Theo had put out his hand and squeezed his arm, leaving his hand there for a few seconds. “I’m not saying you’ve got some falling sickness,” he said, “or that you’re infected by some episcopal miasma from the crypt. In fact, it’s probably all very holy.” And then, and Benedict’s heart had sunk, “I won’t tell a soul. You’re a rum chap, but your secret’s safe with me.”

Benedict vowed never to mention it to anyone again. Perhaps it was from God; perhaps it was from the devil.

Theo’s brief foray into Vierne ended. He clattered about some more, and then Benedict could hear his footsteps on the wooden stairs. “Like it?” Theo said as he emerged. “A bit of green and purple for you.” There was only a hint of teasing in the comment. “I’m practicing it for the midweek recital.” He picked up the rest of his music. “Come on, let’s have a pint at the New Inn.”

Without waiting for an answer, he turned back down the north aisle. Benedict, following, watched as Theo walked, oblivious, into the light cast by the stained glass, his face and hands, his white cuffs, moving through a wash of color.

As they passed through the screens into the nave, the Clerk of Works was there, staring at an elaborate tomb. His face was as creased by the extent of his responsibilities as was that of the pious occupant of the tomb, carved in relief. As they approached, he turned and Benedict felt pain in his right arm, a deep, almost nauseating ache, and he touched the rough tweed of his jacket. Mr. Henshall, the Clerk, was wearing a sling, his arm in plaster.

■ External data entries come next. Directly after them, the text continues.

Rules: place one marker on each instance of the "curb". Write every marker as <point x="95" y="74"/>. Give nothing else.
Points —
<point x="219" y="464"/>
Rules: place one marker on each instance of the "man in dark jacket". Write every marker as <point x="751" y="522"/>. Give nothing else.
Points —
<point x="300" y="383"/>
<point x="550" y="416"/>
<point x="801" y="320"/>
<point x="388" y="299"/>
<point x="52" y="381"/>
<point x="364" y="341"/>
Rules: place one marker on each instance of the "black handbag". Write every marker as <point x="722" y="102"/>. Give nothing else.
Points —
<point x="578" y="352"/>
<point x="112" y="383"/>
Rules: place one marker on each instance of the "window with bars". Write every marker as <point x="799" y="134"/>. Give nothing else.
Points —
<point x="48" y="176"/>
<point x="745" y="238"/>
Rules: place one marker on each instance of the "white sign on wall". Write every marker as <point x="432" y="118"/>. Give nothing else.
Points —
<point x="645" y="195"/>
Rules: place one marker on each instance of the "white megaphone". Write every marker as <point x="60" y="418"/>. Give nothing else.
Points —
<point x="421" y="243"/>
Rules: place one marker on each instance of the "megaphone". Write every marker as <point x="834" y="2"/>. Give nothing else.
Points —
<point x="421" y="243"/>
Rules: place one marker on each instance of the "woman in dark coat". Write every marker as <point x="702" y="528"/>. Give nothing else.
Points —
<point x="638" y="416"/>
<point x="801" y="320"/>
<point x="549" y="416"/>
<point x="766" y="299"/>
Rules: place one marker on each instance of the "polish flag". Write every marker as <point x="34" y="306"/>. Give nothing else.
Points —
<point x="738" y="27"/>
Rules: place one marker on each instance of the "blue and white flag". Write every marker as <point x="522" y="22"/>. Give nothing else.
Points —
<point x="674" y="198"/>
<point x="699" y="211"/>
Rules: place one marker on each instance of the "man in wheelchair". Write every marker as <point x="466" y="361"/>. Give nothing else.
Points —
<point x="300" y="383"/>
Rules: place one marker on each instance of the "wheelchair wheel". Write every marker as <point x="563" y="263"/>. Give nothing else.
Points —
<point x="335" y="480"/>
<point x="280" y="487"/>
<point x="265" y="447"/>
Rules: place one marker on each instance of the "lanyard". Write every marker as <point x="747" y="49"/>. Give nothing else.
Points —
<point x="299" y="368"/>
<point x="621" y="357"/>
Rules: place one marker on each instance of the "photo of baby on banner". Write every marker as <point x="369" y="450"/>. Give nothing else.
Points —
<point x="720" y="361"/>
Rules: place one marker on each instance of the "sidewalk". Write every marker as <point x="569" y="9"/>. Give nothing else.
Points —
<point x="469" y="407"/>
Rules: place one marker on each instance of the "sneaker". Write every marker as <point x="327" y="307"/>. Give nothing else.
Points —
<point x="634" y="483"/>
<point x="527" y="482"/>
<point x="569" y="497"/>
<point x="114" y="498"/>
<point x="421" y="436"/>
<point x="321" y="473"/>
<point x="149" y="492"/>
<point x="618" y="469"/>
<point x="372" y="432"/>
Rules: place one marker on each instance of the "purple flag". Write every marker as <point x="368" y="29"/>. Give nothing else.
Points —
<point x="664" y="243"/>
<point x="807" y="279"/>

“Fell over a bit of timber a pair of useless apprentices left by the porch,” Henshall said. “What they were thinking of, if anything, who knows? I don’t know what to make of these boys, I really don’t. To break my arm in my own cathedral, well, it’s a shaming thing.”

Benedict let his arm drop gently. Nerves tingled. The pain made him giddy, but Theo sped up as they reached the west door.

“A drink in the New Inn, yes, but first to the docks,” he said. “There’s a very fine Dutch schooner in, used to be a barquentine but they cut her down. And I want to see old Camm’s
Agnes
and
The Crystal Palace
and
Kindly Light
taking on loads.”

Theo’s knowledge of ships and his intimacy with their masters, their journeys, and their cargoes both intrigued and disquieted Benedict. Theo kept a list of the week’s sailings and drank with captains and harbormasters down by the docks. Benedict had sometimes wondered if Theo gambled in the dock taverns. Recently he’d asked Benedict to lend him money. On the first occasion Benedict had handed over the paltry contents of his pocket, Theo raised a eyebrow at the handful of coins.

“It’s a mug’s game, this music,” he said. “I’ve a good mind to run away to sea. I could always take an accordion.”

A few weeks later, Theo asked whether Benedict had alms for a starving organist. Benedict had, painfully, said no. He had nothing. Theo made a joke of it and turned away before Benedict could explain that, unlike the first time, he’d simply had nothing to give; if he had, Theo could have taken it it all.